# Jazz let Corbin go



## GaryFish (Sep 7, 2007)

So they let Corbin go. Most compelling from the presser:
"Corbin’s overall record as the team’s coach was 112-146, with a record of 25-57 this season for the worst record in the Western Conference."

But that was pretty much what he was set up to do - be bad. I know my own thoughts, but would be interested in what others have to say.


----------



## Mr Muleskinner (Feb 14, 2012)

Before the season, Lindsey emphasized the three “Ds” — development, discipline and defense — for this year’s team.

Development: I give him a "D". He refused to play Kanter and Favors together for a good part of the year. Did not play a couple of guys hardly at all. I did not see great growth from Hayward, party because I think Hayward is more limited that many may want to admit.

Defense: "F-". They flat out stunk. They had no defense as a team and often showed no desire to even attempt it.

Discipline: "B". As far as how they acted on and off of the court they were professionals and I think for the most part they did play hard and wanted to win. 

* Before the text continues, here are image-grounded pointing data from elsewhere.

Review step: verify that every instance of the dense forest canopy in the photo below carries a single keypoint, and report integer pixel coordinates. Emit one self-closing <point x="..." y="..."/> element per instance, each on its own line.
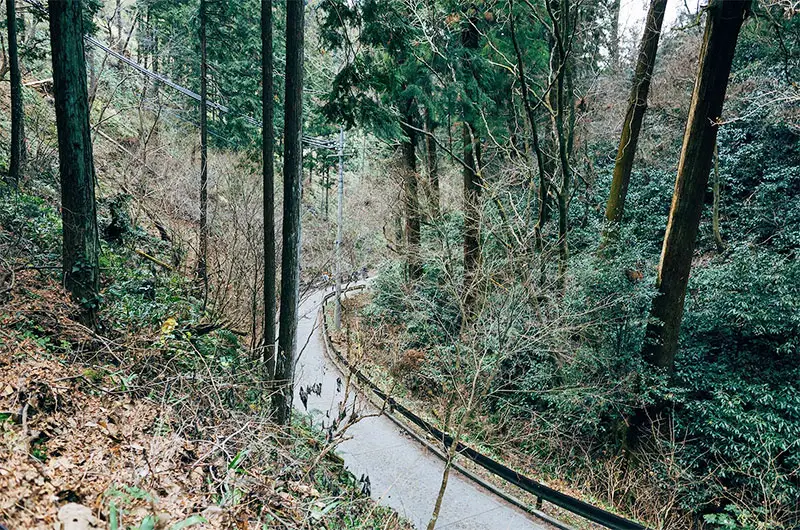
<point x="583" y="233"/>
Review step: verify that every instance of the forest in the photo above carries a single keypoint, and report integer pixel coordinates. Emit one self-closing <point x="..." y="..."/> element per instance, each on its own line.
<point x="394" y="264"/>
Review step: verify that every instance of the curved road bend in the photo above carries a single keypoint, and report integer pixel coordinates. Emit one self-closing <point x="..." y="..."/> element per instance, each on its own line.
<point x="402" y="473"/>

I am looking forward to a changing of the guards. Hopefully we can get a coach that wants to play the new brand of basketball that requires defending the three, shooting the three, and more penetration to get to the line.

Ty Corbin is a great guy I think and did the best he could with a bad situation. All of that said I am glad to see him go.


----------



## nocturnalenemy (Jun 26, 2011)

Mr Muleskinner said:


> defending the three, shooting the three, and more penetration to get to the line.
> 
> Ty Corbin is a great guy I think and did the best he could with a bad situation. All of that said I am glad to see him go.


My thoughts exactly!


----------



## outdoorser (Jan 14, 2013)

I have mixed feelings on this. But for the most part I am pissed. When I heard it on the radio on the way to work I said "what the crap?" aloud.


----------



## OKEE (Jan 3, 2008)

What other coach wants to come to Utah?:der: I hope this is not a step backwards.


----------



## spencerD (Jan 14, 2014)

I work for the team, I'm a writer for their website. Corbin is definitely one of the nicer coaches I've met and interviewed, and he always had a fire in his eyes about losing and winning. He just wasn't the right coach for this job. If he'd been given an extension when the team decided to rebuild, I think we would have seen less of Richard Jefferson and Marvin Williams and more of Gobert and Clark. 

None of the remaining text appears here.